1, 2), which raised the suspicion of WD. In the histology of ileum biopsies, a positive to mild to moderate Schiff periodic cell infiltrate (SBP) was present in the lamina propria with an abundance of histiocytes; Therefore, an image compatible with WD (Fig. 3). PCR for the 16S rRNA gene of T. Whipplei from the ileum was positive. Upper endoscopy revealed acute duodenitis with abundant tight fibrin (Fig. 4). Duodenal biopsies showed results similar to those of the ileum, i.e.

PAS-positive histiocytes with diastase-resistant granulated cytoplasm diagnosis for WD (Fig. 5) and positive PCR for the 16S rRNA gene of T. whipplei. Microscopy of an extirpated paraaortic lymph node was consistent with WD. Other PCR analyses for the 16S rRNA gene of T. whipplei were positive in serum but negative in cerebrospinal fluid (CSF). Transthoracic echocardiography (TTE) showed no signs of endocarditis or other abnormalities. Between 20% and 40% of people with Tropheryma whipplei infection have neurological problems. If Whipple`s disease affects the nervous system, you may have: Diagnosis is made by biopsy, usually by duodenal endoscopy, which shows PAS-positive macrophages in the lamina propria that contain non-acidic gram-positive bacilli. [5] [a] Immunohistochemical staining for antibodies against T. Whipplei has been used to detect the organism in a variety of tissues, and a polymerase chain reaction test is also available,[5] which can be confirmed when performed on blood, vitreous fluid, synovial fluid, heart valves or cerebrospinal fluid.

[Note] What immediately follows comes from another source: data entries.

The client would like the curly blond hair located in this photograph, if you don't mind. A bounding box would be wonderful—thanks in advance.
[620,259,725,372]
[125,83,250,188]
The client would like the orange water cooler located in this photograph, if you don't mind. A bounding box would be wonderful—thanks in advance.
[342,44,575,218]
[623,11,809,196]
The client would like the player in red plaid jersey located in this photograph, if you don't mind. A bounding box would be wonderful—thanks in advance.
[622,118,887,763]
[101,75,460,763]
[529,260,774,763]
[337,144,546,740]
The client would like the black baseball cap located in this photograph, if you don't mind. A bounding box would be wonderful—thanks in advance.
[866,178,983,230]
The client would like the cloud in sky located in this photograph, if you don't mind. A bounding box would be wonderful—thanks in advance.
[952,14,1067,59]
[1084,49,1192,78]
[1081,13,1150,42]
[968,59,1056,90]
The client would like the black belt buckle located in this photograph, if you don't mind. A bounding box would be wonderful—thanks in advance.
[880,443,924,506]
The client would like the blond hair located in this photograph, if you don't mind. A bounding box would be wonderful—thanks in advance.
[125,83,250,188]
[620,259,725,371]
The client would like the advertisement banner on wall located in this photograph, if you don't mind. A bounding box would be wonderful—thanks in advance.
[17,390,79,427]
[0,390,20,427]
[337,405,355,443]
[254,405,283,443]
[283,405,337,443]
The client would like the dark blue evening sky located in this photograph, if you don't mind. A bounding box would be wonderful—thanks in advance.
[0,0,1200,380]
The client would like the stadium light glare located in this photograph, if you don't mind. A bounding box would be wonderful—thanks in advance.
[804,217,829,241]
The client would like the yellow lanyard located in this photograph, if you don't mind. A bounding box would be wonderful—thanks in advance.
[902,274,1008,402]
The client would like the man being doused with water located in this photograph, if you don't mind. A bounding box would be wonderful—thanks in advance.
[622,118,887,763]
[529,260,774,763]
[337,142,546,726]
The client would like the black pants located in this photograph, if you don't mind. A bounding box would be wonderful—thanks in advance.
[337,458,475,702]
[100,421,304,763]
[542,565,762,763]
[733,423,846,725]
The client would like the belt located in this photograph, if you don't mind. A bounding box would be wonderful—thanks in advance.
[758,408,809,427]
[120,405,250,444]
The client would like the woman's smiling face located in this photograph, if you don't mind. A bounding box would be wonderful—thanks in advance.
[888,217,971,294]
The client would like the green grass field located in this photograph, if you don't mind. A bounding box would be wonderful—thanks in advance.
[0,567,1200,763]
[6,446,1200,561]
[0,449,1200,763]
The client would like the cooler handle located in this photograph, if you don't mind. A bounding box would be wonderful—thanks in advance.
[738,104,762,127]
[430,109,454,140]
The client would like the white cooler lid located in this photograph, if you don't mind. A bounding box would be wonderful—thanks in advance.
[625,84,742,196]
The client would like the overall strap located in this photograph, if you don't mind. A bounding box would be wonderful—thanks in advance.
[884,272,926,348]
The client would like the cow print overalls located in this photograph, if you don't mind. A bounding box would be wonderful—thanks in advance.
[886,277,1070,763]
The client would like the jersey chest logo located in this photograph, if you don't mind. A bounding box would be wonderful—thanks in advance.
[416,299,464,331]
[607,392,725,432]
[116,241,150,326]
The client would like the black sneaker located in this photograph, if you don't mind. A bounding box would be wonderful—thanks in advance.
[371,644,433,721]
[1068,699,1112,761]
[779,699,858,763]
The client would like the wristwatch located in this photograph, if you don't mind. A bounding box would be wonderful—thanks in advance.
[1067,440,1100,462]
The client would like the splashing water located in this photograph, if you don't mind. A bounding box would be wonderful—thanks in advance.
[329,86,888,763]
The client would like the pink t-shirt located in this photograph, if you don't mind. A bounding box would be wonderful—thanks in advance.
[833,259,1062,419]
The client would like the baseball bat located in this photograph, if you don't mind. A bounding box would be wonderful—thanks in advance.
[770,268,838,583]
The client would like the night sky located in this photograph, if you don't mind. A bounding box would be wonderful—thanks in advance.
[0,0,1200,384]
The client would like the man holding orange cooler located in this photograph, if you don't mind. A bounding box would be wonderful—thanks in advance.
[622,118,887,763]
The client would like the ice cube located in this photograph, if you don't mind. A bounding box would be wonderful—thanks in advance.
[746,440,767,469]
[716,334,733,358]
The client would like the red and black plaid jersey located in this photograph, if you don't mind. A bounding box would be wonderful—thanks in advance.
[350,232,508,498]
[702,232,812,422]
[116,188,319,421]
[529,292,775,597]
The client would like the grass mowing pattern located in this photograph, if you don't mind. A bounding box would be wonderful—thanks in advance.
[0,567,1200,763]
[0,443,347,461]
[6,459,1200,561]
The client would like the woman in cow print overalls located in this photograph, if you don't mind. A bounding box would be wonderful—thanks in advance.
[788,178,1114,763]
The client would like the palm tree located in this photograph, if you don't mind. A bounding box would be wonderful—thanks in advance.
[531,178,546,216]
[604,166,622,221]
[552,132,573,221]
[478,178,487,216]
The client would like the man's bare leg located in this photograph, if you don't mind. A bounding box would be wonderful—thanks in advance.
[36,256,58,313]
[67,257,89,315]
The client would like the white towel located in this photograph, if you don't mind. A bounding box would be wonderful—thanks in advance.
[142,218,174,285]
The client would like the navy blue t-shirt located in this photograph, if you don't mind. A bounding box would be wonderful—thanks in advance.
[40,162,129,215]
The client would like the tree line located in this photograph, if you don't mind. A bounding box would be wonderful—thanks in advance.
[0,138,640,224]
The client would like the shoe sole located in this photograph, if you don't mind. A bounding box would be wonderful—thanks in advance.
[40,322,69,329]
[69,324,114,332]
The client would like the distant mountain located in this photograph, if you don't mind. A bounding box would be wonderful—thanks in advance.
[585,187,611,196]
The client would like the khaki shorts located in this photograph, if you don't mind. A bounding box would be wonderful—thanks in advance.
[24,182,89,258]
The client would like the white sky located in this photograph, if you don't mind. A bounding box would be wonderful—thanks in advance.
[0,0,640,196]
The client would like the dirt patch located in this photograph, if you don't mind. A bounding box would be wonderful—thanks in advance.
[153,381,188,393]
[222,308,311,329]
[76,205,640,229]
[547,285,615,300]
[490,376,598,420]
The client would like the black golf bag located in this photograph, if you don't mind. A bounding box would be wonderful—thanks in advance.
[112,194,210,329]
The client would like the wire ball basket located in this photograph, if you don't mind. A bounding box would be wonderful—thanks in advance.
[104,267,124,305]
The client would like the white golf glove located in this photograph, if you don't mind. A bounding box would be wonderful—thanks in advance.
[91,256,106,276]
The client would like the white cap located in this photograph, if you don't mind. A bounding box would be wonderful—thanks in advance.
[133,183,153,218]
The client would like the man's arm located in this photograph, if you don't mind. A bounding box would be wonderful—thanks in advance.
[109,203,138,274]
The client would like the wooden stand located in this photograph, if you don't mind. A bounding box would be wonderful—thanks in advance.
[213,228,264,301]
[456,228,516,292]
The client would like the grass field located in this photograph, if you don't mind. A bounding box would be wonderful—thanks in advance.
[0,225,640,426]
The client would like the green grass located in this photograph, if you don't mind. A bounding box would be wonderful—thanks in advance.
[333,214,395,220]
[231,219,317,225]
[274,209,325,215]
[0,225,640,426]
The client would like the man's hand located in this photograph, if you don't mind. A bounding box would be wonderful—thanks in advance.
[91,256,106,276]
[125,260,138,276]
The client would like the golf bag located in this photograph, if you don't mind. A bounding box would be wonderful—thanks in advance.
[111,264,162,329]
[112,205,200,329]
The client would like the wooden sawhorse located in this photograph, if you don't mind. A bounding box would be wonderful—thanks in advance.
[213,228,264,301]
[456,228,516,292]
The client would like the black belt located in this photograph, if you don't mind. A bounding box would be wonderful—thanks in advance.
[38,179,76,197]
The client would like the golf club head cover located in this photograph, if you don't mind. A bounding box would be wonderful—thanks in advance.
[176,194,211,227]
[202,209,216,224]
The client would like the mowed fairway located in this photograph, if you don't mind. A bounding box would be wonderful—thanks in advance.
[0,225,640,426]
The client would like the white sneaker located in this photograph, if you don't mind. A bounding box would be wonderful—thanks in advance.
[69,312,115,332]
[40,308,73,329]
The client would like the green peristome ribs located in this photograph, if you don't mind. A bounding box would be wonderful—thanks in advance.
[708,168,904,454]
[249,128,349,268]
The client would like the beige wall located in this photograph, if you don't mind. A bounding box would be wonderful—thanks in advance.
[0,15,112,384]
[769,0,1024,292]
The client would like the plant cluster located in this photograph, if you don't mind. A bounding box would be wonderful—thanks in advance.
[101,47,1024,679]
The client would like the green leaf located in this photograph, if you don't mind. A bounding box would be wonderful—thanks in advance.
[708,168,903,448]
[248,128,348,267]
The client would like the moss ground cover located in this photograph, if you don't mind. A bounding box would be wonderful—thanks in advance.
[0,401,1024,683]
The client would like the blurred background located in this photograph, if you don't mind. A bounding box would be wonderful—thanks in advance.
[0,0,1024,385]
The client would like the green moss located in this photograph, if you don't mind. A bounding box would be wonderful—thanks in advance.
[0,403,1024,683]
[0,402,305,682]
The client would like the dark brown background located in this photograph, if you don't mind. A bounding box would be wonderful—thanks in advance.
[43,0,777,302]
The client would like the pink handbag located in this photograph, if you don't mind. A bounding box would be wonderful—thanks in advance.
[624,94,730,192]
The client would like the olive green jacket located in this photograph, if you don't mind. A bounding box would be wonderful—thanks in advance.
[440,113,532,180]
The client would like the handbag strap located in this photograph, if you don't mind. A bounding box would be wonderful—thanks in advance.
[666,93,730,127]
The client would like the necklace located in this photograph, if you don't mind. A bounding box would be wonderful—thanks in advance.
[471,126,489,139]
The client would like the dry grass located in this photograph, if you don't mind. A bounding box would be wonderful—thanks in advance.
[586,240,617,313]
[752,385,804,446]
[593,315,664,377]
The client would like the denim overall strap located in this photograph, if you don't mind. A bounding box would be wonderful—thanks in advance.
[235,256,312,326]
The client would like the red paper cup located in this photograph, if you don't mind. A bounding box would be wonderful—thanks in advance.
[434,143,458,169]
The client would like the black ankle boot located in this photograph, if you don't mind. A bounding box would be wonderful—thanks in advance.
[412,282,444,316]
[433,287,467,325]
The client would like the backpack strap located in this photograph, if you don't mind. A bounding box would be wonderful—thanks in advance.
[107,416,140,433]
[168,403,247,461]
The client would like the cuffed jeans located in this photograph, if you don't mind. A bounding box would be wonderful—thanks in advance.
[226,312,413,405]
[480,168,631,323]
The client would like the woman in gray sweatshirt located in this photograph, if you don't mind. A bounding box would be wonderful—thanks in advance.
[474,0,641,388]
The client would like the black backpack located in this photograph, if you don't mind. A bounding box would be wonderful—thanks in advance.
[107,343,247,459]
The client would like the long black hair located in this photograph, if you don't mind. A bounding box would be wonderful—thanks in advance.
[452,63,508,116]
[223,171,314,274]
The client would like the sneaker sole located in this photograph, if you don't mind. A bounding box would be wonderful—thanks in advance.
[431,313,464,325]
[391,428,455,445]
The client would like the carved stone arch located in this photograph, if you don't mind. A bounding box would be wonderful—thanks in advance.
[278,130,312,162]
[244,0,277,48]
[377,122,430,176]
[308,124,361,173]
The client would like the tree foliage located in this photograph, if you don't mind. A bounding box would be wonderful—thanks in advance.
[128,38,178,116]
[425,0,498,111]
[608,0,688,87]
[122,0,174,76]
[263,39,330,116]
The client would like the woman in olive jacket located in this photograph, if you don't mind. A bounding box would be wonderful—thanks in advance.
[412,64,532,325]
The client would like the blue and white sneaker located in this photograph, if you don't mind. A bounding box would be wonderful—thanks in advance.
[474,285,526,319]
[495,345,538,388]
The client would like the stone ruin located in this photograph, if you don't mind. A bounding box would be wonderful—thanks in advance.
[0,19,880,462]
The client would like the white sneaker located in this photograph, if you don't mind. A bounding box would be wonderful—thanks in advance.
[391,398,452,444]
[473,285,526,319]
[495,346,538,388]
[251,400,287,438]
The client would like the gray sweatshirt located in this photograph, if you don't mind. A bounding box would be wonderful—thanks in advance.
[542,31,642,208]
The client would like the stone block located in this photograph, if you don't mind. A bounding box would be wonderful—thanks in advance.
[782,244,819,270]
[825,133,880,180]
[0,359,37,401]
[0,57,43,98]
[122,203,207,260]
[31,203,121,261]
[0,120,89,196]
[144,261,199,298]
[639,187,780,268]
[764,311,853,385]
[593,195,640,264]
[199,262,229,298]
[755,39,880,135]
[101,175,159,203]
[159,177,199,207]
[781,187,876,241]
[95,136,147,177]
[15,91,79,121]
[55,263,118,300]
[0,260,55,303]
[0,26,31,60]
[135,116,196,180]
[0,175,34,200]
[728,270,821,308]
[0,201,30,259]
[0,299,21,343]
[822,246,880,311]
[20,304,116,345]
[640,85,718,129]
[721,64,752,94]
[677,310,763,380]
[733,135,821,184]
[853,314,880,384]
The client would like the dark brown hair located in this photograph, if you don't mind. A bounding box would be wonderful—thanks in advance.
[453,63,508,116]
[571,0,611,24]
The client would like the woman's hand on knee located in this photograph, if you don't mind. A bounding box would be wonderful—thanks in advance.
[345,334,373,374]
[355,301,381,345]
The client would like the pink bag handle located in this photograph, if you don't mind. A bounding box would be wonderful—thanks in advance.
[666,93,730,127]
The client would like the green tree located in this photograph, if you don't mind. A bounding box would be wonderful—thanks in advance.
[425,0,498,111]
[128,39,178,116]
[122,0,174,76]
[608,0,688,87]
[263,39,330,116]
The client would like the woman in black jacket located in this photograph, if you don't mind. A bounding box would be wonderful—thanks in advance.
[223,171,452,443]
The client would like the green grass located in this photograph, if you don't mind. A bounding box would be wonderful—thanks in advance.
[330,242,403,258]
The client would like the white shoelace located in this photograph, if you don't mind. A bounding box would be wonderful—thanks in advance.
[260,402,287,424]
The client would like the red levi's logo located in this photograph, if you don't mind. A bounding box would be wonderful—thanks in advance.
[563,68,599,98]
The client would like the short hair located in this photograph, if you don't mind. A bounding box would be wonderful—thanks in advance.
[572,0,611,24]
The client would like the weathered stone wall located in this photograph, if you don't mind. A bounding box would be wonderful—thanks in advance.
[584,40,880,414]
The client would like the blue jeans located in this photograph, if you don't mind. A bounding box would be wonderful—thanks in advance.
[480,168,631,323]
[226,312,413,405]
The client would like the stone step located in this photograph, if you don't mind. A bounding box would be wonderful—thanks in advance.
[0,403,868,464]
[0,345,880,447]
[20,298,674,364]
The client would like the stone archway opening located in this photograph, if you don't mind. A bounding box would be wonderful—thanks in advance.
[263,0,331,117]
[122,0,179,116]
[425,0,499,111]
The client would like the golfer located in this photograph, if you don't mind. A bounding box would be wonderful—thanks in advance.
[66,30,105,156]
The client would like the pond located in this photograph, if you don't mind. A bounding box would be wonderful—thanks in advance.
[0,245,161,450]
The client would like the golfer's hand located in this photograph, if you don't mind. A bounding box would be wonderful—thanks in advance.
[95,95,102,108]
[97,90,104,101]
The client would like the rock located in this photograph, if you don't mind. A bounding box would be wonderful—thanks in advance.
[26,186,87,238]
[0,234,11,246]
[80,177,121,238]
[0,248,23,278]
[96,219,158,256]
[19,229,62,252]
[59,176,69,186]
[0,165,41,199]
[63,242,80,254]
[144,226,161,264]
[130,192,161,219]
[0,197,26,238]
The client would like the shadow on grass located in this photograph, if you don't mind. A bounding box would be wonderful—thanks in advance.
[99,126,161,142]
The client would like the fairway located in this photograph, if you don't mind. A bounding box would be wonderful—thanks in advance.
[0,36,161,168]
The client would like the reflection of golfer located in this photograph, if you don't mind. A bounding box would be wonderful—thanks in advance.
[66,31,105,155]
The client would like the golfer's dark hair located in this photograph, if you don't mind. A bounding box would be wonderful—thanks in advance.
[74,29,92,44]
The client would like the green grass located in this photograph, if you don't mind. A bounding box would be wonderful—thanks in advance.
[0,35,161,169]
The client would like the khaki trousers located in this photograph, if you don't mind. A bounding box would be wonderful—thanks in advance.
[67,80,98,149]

[11] PCR of saliva, gastric or intestinal fluid, and stool samples is very sensitive, but not specific enough, suggesting that healthy individuals may harbor the causative bacteria even without the manifestation of Whipple`s disease, but that a negative PCR most likely indicates a healthy individual. [5] Diagnostic electron microscopy shows coccobacillary bodies representing the T-Whipplei organism. This is diagnostic because a polymerase chain reaction (PCR) positive for T-whipplei is present in the affected tissue. [7, 8, 9] Marth T. Systematic review: Whipple`s disease (Tropheryma whipplei infection) and its unmasking by tumour necrosis factor inhibitors. Food Pharmacol Ther. 2015;41(8):709–24. T. whipplei culture is time-consuming, possibly false negative, and is therefore not used in clinical routine. In addition, serology is not useful for diagnosis, as patients with WD and up to 70% of healthy individuals may develop a humoral immune response specific to T. whipplei [24].

The diagnosis of WD is therefore histopathological with the detection of PAS-positive inclusions in the histiocytes/macrophages of the lamina propria from biopsies of the mucosa of the small intestine, but also from other tissues such as synovial fluid, lymph nodes, cerebrospinal fluid and heart valves [14]. Direct visualization of live or dead bacteria is possible with electron microscopy [3, 25], but is not available in many centers and is rarely needed today when RNA16 tests are available. Treatment with anti-TNF inhibitors can reverse these “characteristic” histopathological findings [18], as seen in patient two, where a first upper endoscopy failed diagnosis, highlighting the importance of including PCR tests on bioptic material in all cases of suspected WD.